Endocrine Abstracts (2008) 16 P14

Coincidence of pheochromocytoma and adrenocortical carcinoma at the same adrenal gland at patient with neurofibromatosis

Danuta Korzeniowska, Marta Kostecka-Matyja, Edyta Polak, Marta Kalembkiewicz, Justyna Gil, Andrzej Budzynski, Alicja Hubalewska-Dydejczyk & Danuta Karcz


Department of Endocrinology, Jagiellonian University Cracow, Cracow, Poland.


Introduction: We present the case of coincidence of pheochromocytoma and aderenocortical carcinoma at the same adrenal gland in patient with neurofibromatosis. That kind of tumors coincidence origin from different blastodermic layers is extremely rare.

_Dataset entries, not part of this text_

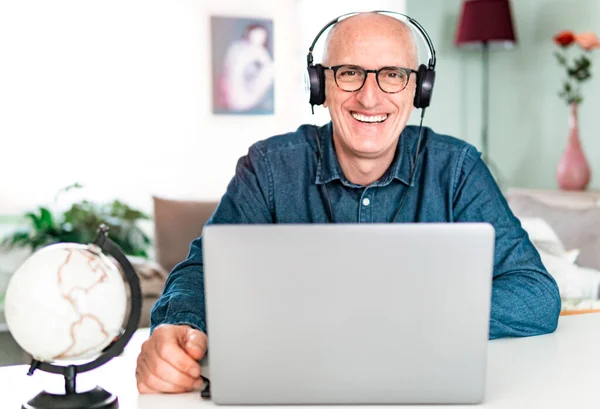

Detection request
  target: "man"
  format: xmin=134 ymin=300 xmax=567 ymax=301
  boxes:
xmin=137 ymin=13 xmax=560 ymax=393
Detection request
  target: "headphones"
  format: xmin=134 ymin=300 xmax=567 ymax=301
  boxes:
xmin=306 ymin=10 xmax=435 ymax=112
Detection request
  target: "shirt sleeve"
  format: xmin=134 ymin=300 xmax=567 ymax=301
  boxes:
xmin=453 ymin=146 xmax=561 ymax=339
xmin=150 ymin=145 xmax=273 ymax=333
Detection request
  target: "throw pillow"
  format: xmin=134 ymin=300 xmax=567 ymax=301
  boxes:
xmin=152 ymin=196 xmax=218 ymax=272
xmin=509 ymin=195 xmax=600 ymax=270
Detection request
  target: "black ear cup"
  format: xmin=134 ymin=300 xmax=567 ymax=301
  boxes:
xmin=414 ymin=64 xmax=435 ymax=108
xmin=307 ymin=64 xmax=325 ymax=105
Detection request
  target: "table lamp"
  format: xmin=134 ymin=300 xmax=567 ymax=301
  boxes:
xmin=455 ymin=0 xmax=516 ymax=183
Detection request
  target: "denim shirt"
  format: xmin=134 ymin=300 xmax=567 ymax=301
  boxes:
xmin=151 ymin=123 xmax=561 ymax=339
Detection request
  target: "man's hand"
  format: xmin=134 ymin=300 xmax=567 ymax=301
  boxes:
xmin=135 ymin=324 xmax=208 ymax=393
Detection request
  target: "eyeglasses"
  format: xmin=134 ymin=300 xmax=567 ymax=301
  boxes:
xmin=323 ymin=65 xmax=417 ymax=94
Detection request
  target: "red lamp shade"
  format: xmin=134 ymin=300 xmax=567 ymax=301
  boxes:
xmin=455 ymin=0 xmax=516 ymax=45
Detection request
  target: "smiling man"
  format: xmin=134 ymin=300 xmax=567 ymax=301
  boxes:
xmin=136 ymin=13 xmax=560 ymax=393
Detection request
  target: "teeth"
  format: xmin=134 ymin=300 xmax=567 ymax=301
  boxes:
xmin=352 ymin=112 xmax=387 ymax=123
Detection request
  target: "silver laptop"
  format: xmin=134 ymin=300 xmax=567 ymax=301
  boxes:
xmin=203 ymin=223 xmax=495 ymax=405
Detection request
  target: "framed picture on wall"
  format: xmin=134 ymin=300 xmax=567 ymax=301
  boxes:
xmin=211 ymin=16 xmax=275 ymax=115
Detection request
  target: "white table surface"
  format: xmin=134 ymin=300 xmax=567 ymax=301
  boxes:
xmin=0 ymin=314 xmax=600 ymax=409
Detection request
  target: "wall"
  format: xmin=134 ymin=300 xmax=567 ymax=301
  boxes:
xmin=0 ymin=0 xmax=405 ymax=214
xmin=406 ymin=0 xmax=600 ymax=189
xmin=0 ymin=0 xmax=308 ymax=214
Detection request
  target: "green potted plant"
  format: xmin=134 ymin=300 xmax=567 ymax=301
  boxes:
xmin=0 ymin=183 xmax=151 ymax=258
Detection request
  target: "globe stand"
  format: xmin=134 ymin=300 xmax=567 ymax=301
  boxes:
xmin=21 ymin=224 xmax=142 ymax=409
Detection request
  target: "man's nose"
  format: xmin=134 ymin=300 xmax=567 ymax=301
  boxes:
xmin=356 ymin=72 xmax=383 ymax=107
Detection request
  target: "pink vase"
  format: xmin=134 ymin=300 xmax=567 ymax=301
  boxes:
xmin=556 ymin=104 xmax=590 ymax=190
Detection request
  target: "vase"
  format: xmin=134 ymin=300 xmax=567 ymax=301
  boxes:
xmin=556 ymin=103 xmax=590 ymax=190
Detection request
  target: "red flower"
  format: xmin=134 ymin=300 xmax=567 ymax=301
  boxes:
xmin=575 ymin=32 xmax=600 ymax=51
xmin=553 ymin=31 xmax=575 ymax=47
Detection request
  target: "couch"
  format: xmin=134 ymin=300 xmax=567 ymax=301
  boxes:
xmin=506 ymin=188 xmax=600 ymax=315
xmin=142 ymin=188 xmax=600 ymax=326
xmin=135 ymin=196 xmax=218 ymax=327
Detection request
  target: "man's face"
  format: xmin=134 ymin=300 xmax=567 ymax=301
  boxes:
xmin=324 ymin=21 xmax=416 ymax=159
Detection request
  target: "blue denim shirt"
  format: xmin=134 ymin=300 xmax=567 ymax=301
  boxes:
xmin=151 ymin=123 xmax=561 ymax=339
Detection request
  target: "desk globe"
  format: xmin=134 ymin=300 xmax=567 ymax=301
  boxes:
xmin=5 ymin=225 xmax=141 ymax=409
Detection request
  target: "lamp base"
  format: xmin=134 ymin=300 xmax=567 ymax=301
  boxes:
xmin=21 ymin=386 xmax=119 ymax=409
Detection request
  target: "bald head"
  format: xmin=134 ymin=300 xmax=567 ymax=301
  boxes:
xmin=323 ymin=12 xmax=418 ymax=69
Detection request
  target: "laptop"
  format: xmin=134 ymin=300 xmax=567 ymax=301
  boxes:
xmin=203 ymin=223 xmax=495 ymax=405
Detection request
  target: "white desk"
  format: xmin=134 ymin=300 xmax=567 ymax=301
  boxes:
xmin=0 ymin=314 xmax=600 ymax=409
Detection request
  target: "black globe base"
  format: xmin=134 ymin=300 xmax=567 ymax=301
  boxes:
xmin=21 ymin=386 xmax=119 ymax=409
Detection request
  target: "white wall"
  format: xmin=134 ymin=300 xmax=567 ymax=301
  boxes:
xmin=0 ymin=0 xmax=405 ymax=214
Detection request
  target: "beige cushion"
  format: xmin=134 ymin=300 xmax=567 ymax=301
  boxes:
xmin=508 ymin=195 xmax=600 ymax=270
xmin=152 ymin=196 xmax=218 ymax=272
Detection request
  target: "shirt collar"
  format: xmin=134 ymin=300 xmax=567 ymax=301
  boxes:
xmin=315 ymin=122 xmax=417 ymax=187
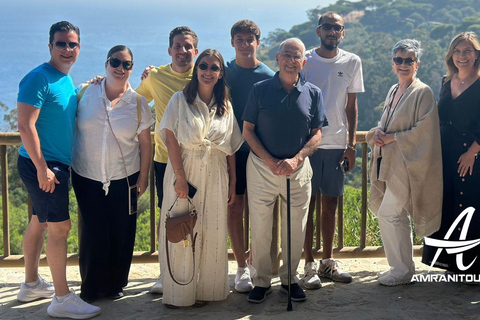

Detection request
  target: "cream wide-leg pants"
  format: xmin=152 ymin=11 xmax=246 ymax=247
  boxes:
xmin=247 ymin=152 xmax=313 ymax=287
xmin=377 ymin=188 xmax=415 ymax=280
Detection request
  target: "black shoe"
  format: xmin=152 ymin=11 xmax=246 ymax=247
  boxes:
xmin=280 ymin=283 xmax=307 ymax=302
xmin=247 ymin=286 xmax=272 ymax=303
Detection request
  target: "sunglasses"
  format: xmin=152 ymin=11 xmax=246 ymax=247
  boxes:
xmin=198 ymin=63 xmax=220 ymax=72
xmin=393 ymin=57 xmax=416 ymax=66
xmin=107 ymin=57 xmax=133 ymax=70
xmin=318 ymin=23 xmax=345 ymax=32
xmin=54 ymin=41 xmax=80 ymax=50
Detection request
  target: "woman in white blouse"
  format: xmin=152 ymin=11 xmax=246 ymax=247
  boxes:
xmin=158 ymin=49 xmax=243 ymax=308
xmin=72 ymin=45 xmax=153 ymax=301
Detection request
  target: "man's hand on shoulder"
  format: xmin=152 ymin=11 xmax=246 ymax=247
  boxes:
xmin=140 ymin=66 xmax=155 ymax=81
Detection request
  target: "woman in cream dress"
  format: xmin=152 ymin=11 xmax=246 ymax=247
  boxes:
xmin=158 ymin=49 xmax=243 ymax=307
xmin=367 ymin=39 xmax=443 ymax=286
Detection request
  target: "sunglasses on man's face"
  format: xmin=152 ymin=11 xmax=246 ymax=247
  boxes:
xmin=198 ymin=63 xmax=220 ymax=72
xmin=107 ymin=57 xmax=133 ymax=70
xmin=54 ymin=41 xmax=80 ymax=50
xmin=393 ymin=57 xmax=416 ymax=66
xmin=318 ymin=23 xmax=344 ymax=32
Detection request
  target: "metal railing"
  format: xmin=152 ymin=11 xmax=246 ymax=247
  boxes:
xmin=0 ymin=131 xmax=421 ymax=270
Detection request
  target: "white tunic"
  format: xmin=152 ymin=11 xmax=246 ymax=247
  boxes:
xmin=72 ymin=81 xmax=154 ymax=194
xmin=158 ymin=91 xmax=243 ymax=306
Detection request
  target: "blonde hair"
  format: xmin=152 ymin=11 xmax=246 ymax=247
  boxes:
xmin=445 ymin=31 xmax=480 ymax=82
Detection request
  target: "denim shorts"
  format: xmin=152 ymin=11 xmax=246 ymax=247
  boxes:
xmin=17 ymin=156 xmax=70 ymax=223
xmin=310 ymin=149 xmax=345 ymax=197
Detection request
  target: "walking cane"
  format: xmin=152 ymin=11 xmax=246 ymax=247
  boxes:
xmin=287 ymin=176 xmax=292 ymax=311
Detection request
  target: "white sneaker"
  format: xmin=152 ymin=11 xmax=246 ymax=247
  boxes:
xmin=17 ymin=276 xmax=55 ymax=302
xmin=47 ymin=289 xmax=100 ymax=319
xmin=245 ymin=259 xmax=257 ymax=279
xmin=318 ymin=258 xmax=352 ymax=283
xmin=235 ymin=267 xmax=253 ymax=293
xmin=150 ymin=276 xmax=163 ymax=294
xmin=303 ymin=261 xmax=322 ymax=290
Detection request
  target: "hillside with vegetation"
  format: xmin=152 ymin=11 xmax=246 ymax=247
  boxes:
xmin=261 ymin=0 xmax=480 ymax=130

It is broadly known that pheochromocytoma is rare neoplasm, occurs in 0.1% of hypertensive individuals. Pheochromocytoma may occur sporadically or in certain familial syndromes, including multiple endocrine neoplasia (MEN) 2A and 2B, neurofibromatosis, and von Hippel–Lindau (VHL) disease. Sporadic pheochromocytomas are usually unilateral, however in 10% of familiar tumors are located bilateral. The clinical manifestations of a pheochromocytoma result from excessive catecholamine secretion by the tumor.

Adrenocortical carcinoma is also very rare tumor which reveals in 1–2 cases per million. Etiology is still non-elucidated, but the role of genetic and environmental factors are mainly considerate. Most of the tumors are functional and usually its first manifestation is Cushing syndrome with virylization.

Case report: The female 45-year-old patient with neurofibromatosis and bilateral tumors of adrenal glands was admitted to Endocrinology Department in order to confirm pheochromocytoma. The suspicion resulted from paroxysmal blood hypertension lasting for 1 year and arrhythmia. The hormonal examinations (metanephrine and vanillin-mandelic acid in the urine collection) confirmed pheochromocytoma. Remaining hormonal examinations were normal. After proper medical preparation the right adrenalectomy was performed. The histopatological examination revealed coincidence of pheochromocytoma and adrenocortical cancer at right adrenal gland. Controlled metanephrine urine collection again revealed increased level of normethanefrin and methanefrin. Two weeks after first operation the left adrenalectomy was preformed. Histopatological examination is in progress.

Conclusion: The coincidence of pheochromocytoma and adrenocortical carcinoma is unique. Finding of adrenocortical carcinoma cells in adrenal gland tissue during histopathological exam changes patients prognosis and planned follow up. Patients and patient’s family members genetic exam should be considerated.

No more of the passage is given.